The architecture is deliberately modular and open. Parser, enrichment, inference, and fraud modules are independently maintained and testable. New fraud rules can be added without touching the data pipeline. New enrichment sources can be plugged in without disrupting the rule engine — ensuring GST Fraud Shield evolves with India's GST law and portal landscape.

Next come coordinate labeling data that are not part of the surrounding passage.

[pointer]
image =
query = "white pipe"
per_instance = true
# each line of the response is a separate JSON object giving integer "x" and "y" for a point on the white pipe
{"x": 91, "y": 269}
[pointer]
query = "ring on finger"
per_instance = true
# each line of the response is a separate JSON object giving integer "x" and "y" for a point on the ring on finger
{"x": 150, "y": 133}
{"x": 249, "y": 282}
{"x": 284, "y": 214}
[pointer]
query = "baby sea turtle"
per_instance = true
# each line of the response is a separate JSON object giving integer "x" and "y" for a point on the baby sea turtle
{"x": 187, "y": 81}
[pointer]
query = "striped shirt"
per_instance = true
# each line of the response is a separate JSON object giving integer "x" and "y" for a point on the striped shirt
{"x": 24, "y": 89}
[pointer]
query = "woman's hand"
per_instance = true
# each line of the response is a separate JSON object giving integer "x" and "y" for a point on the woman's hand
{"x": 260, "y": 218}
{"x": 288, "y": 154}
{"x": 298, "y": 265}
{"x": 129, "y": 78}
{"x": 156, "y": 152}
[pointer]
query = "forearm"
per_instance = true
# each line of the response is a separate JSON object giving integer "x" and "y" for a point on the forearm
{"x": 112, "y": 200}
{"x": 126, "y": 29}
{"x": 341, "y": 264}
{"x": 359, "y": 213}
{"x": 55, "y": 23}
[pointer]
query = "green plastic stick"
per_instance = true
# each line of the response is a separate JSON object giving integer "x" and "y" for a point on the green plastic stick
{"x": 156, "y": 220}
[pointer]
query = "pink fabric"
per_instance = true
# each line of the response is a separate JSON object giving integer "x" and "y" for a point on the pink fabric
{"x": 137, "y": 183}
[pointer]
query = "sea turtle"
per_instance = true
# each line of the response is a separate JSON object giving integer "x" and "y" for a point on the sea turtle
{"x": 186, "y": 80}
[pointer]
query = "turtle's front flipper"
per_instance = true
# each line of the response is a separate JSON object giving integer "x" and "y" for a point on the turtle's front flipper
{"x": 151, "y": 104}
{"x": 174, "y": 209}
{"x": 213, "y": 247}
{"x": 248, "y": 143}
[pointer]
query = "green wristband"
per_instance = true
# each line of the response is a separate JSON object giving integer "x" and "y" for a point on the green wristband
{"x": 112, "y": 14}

The dual-mode deployment model — browser dashboard for shared access, Electron desktop for privacy-first offline use — ensures the tool fits diverse CA practice environments. Built-in multi-format export means audit findings are immediately usable in compliance filings, client reports, and regulatory submissions.
The vision is straightforward: every tax professional in India — whether an independent CA or a GST intelligence officer — should have access to the same quality of fraud detection intelligence that today requires specialized teams and expensive enterprise software. GST Fraud Shield is that equalizer.